There are effectively 2 main candidates for replacing Docker as our CRE.

  • containerd
  • CRI-O

Note that some containers engines like podman, systemd-nspawn, cri-dockerd (which is just another layer between kubernetes and containerd/runc), lxc (which needs an extra shim, just as cri-dockerd), singularity (again extra shim) who aren’t compatible natively with Kubernetes are not being evaluated (containerd also used to have a shim, named containerd-cri, which was merged in the main project). The reasoning is either the utter lack of CRI compatibility, or the need to install and maintain long term an extra component that is not as well battle tested in the wider industry.

It is also worth mentioning that docker does use containerd under the hood, so effectively we’re already running containerd as container runtime with docker as container runtime engine, making the migration possibly a bit easier.

The above criteria are being evaluated in Container Runtime Engine selection criteria calculations

Evaluation matrix

Criteria/CRE CRI-O Containerd Notes
Essential
Handling of OCI images 10 10
OCI containers 10 10
runC support 10 10
CRI compatibility with v1 of the CRI API 10 10
compatibility with Dragonfly 5 5 Both have upstream docs with Dragonfly 2.x, should work with Dragonfly 1 but needs testing
Important
Apparmor 10 10
Debian Package 5 10 CRI-O has a debian RFP at: https://bugs.debian.org/cgi-bin/bugreport.cgi?bug=979702

CRI-O has upstream packages at: https://github.com/cri-o/cri-o/blob/main/install.md#apt-based-operating-systems-1

upstream behavior/support 7 10 From ossinsight is seems as if containerd has a bigger community and code commits are less centered around

Red Hat (~20% of PRs created in cri-o)

CLI interface 5 10 Both ship in-tree cli tools which are supposed to be for debugging only.

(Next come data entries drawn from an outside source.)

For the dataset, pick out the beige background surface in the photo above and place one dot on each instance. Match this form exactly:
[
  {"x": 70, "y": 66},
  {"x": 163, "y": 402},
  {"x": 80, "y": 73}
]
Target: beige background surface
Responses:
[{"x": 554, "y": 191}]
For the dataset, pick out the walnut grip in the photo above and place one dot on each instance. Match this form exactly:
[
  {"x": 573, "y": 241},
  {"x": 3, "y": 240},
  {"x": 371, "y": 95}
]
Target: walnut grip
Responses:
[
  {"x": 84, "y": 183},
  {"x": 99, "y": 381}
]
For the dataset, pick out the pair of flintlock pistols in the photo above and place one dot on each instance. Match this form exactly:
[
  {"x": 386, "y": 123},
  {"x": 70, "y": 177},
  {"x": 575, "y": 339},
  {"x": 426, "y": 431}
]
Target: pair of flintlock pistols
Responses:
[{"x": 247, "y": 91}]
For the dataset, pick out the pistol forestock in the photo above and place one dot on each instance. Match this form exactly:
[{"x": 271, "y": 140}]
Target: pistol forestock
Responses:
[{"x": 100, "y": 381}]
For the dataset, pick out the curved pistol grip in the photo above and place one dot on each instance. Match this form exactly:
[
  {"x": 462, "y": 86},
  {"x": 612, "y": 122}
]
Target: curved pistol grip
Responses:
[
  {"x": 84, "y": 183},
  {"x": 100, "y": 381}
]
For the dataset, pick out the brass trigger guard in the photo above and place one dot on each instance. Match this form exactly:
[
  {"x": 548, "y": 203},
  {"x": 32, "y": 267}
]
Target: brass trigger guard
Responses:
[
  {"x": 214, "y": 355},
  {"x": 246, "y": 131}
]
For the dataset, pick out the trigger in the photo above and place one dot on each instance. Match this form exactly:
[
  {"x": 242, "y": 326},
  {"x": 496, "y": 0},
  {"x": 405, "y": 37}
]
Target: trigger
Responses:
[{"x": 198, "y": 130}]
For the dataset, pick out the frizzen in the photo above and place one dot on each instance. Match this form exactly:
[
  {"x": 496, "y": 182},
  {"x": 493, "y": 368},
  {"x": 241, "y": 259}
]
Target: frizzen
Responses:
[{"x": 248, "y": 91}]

Both can be managed with crictl Containerd provides a docker compatible UI with nerdctl

Desirable
gVisor 7 10 CRI-O: No upstream docs but: https://github.com/google/gvisor/issues/3283, https://devopstales.github.io/kubernetes/gvisor-cri-o/

containerd: Documented upstream: https://gvisor.dev/docs/user_guide/containerd/quick_start/

crun 10 10 AIUI this should be transparent as crun implements the OCI Container runtime spec
Wishlist
libkrun crun can use libkrun - if that counts
kata-containers 10 10
nabla-containers The nabla runtimes (runnc) github repo has been archived since March 2023
Total 99 115